France Inter, Mathilde Munoz, le 5-7. Il est 6h20, le gouvernement a besoin de 60 milliards d'euros pour boucler son budget 2025. Ça se découperait en 20 milliards d'impôts supplémentaires et 40 milliards d'économies à faire. Et sur ces 40 milliards, au moins 5 pèseront sur les collectivités locales, collectivités dont les finances dérapent de plus en plus selon la Cour des comptes. Bonjour Muriel Fabre. Bonjour. Vous êtes maire d'une petite ville alsacienne qui s'appelle Lampertime et vous êtes également secrétaire générale de l'Association des maires de France. Le gouvernement demande donc aux communes, aux départements et aux régions de participer à l'effort collectif.
Vous êtes partante ?
En fait, la question aujourd'hui dans le cadre des finances publiques et des comptes publics, c'est effectivement la juste part, comme l'a précisé le Premier ministre dans son discours de politique générale.
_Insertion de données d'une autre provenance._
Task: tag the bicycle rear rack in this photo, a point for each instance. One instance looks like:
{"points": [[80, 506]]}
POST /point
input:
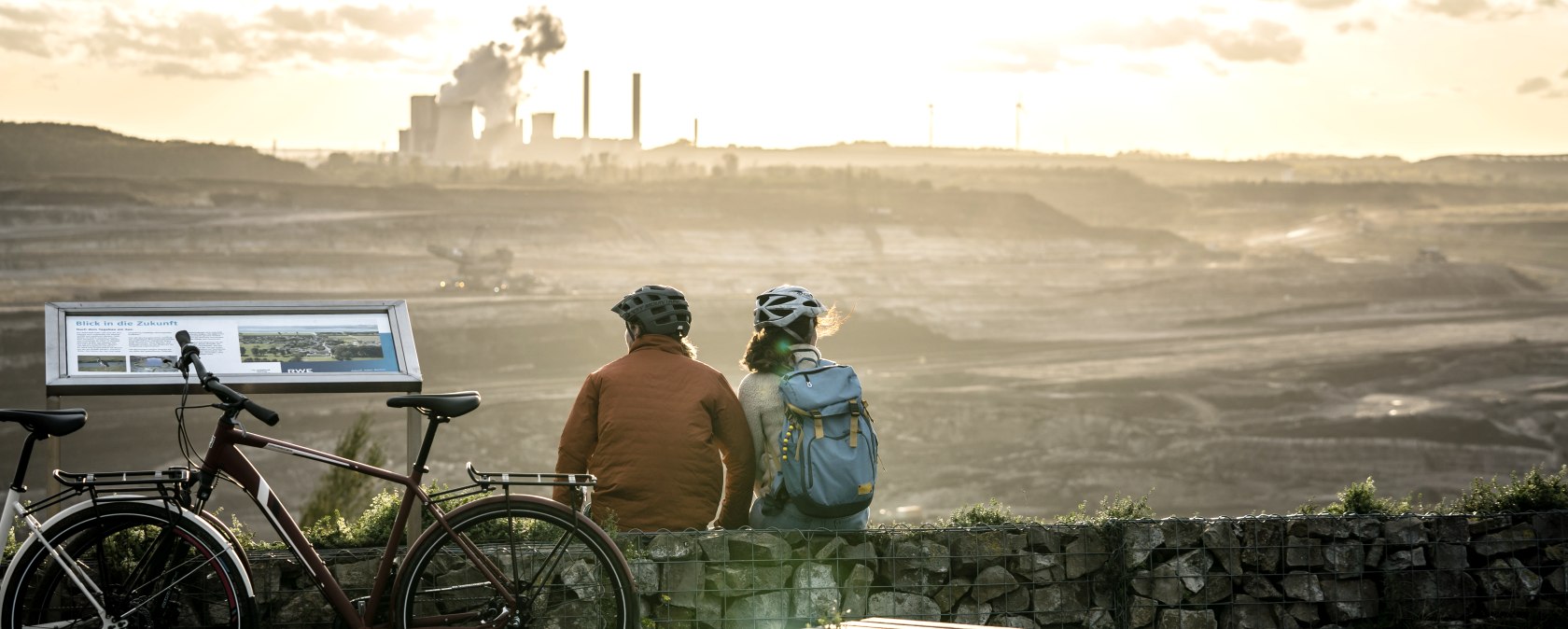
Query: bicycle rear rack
{"points": [[171, 485]]}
Ce qu'on a toujours vu et ce qu'on regrette souvent, c'est que les collectivités soient une voie de plus responsables du redressement des comptes publics. C'est un petit peu ce qui ressort d'ailleurs du rapport de la Cour des comptes sur les finances publiques locales. Et je pense qu'il est extrêmement important de rappeler que la gestion des collectivités est quand même plutôt saine et que notre juste part doit être à la hauteur aujourd'hui de cette gestion saine.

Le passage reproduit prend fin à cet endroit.